Our dynasty fantasy football league has a problem. We run a custom salary cap structure with multi-year contracts, extension fees, FAAB budgets, and a rules document that nobody reads. Every week, our commissioner gets bombarded with the same questions in the group chat. "What's the extension deadline again?" "How much cap space do I have?" "Why can't I keep Brock Bowers AND James Cook?" "Can I afford to keep Ja'Marr Chase?" "How many 2-year contracts do I have left?"
So I built him a replacement.
Not for his job, just for the FAQ duty. An AI agent called "The Commish" that knows everything about our league and can answer questions instantly. Here's how I built it using the Convex Agent SDK.
Why Build an AI Commissioner?
I've been building a custom fantasy football management platform for our league. We outgrew Sleeper and ESPN years ago—our contract and salary cap rules are too complex for off-the-shelf platforms. The app handles rosters, contracts, trades, and all the league administration.

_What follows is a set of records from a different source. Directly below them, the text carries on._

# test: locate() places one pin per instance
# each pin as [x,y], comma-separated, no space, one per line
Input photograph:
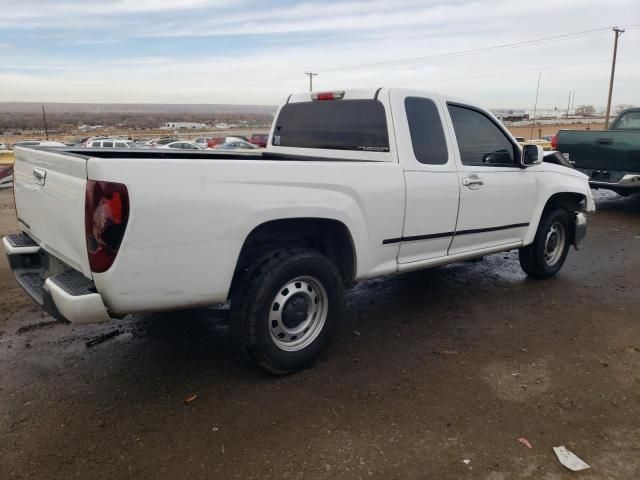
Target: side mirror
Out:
[531,155]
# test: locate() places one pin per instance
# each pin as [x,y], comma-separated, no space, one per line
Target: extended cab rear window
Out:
[333,124]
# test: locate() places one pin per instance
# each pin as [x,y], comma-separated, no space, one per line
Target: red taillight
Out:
[106,212]
[327,95]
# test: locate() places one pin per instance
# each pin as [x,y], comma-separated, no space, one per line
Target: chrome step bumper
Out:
[65,295]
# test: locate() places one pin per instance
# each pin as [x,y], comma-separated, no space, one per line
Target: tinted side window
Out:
[481,141]
[427,135]
[628,121]
[333,124]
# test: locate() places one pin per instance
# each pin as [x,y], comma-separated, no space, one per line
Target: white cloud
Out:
[285,42]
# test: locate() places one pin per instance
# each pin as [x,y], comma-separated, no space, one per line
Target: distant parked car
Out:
[236,145]
[39,143]
[202,141]
[259,139]
[215,141]
[183,145]
[156,142]
[6,175]
[112,143]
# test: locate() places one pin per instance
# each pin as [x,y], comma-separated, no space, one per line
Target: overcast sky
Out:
[256,52]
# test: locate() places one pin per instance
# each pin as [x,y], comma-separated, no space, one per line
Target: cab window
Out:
[480,140]
[425,127]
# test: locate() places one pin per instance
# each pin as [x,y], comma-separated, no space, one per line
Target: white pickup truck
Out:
[353,185]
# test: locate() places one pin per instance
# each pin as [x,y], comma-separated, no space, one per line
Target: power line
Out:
[474,51]
[512,45]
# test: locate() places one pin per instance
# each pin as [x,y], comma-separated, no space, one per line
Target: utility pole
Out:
[44,118]
[311,75]
[617,32]
[535,106]
[573,101]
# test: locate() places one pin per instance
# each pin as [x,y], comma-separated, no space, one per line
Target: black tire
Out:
[253,305]
[534,258]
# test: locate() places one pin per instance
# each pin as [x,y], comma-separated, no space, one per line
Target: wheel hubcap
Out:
[554,244]
[298,313]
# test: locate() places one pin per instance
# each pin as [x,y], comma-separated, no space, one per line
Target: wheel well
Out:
[567,200]
[329,237]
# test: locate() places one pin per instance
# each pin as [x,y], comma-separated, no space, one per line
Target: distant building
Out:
[183,126]
[510,115]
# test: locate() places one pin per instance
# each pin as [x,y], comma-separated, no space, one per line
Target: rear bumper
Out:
[613,179]
[64,293]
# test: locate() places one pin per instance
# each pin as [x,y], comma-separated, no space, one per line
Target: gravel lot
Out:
[430,369]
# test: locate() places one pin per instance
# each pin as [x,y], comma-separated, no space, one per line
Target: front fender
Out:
[556,180]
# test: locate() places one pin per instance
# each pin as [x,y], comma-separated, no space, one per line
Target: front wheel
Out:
[548,252]
[287,312]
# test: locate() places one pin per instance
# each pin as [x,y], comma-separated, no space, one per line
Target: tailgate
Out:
[611,150]
[50,192]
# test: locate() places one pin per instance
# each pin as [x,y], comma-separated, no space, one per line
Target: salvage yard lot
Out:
[429,369]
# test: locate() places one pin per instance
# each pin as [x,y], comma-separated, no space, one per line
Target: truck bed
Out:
[612,150]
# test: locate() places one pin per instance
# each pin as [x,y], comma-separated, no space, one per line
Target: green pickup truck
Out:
[611,157]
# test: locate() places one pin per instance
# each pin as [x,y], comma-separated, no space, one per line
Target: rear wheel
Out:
[287,310]
[548,252]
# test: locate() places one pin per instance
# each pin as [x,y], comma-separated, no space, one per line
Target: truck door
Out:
[497,197]
[431,178]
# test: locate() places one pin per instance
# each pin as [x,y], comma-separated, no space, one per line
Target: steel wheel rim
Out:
[554,244]
[288,305]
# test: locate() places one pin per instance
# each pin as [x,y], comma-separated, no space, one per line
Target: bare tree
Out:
[585,110]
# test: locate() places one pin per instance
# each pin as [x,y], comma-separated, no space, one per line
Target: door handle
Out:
[40,174]
[468,181]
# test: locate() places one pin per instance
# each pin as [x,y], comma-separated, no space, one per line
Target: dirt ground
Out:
[435,375]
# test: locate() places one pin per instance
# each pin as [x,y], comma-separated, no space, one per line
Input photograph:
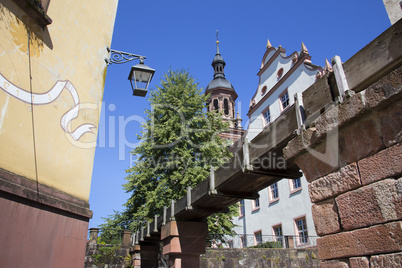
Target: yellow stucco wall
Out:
[67,69]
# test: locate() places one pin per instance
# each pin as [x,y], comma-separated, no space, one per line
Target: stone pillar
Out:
[351,157]
[183,242]
[149,251]
[93,235]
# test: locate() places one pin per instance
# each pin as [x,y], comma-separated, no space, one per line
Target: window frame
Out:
[301,239]
[284,108]
[264,120]
[242,209]
[292,188]
[254,206]
[277,238]
[273,199]
[243,241]
[259,232]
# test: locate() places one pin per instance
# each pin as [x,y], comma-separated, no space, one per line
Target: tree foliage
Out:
[179,145]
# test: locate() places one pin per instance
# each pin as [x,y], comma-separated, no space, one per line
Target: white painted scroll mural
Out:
[48,97]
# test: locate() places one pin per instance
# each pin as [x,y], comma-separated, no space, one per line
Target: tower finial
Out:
[268,44]
[304,49]
[217,42]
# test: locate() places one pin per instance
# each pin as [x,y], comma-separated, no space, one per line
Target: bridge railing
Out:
[265,241]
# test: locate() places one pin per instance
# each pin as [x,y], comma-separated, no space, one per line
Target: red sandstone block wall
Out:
[357,202]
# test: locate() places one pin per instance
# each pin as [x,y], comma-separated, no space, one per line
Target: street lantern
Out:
[140,76]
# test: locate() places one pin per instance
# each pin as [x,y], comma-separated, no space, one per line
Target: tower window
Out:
[216,105]
[284,100]
[226,106]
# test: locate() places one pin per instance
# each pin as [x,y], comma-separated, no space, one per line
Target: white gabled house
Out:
[283,208]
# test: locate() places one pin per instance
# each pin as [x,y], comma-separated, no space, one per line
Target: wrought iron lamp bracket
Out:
[119,57]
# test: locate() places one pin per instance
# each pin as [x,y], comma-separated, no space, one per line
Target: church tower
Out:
[222,98]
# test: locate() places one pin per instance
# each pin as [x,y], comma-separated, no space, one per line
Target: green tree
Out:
[179,145]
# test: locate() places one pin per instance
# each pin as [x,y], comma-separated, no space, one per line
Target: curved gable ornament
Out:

But I knew that even with a dedicated app, our commissioner would still get questions. League members will always prefer asking a human over navigating UI and doing cap math in their heads. That's just friction.
So I decided to build an AI assistant into the platform from the start. Not a generic chatbot that hallucinates stats, but an agent with direct access to real league data—rosters, contracts, rules, and settings.
The requirements were clear:
- Answer rule questions instantly without anyone digging through documents
- Pull up any team's roster, contracts, and cap situation on demand
- Remember context about each user across conversations
- Have some personality—because fantasy football should be fun
I'd been using Convex for the league management app already, so when I discovered their Agent SDK, the pieces clicked together.
Giving the Agent a Personality
The first decision was the agent's identity. I didn't want a sterile assistant that responds like a database query tool. Fantasy football leagues have culture—trash talk, inside jokes, rivalries. The agent needed to fit that culture.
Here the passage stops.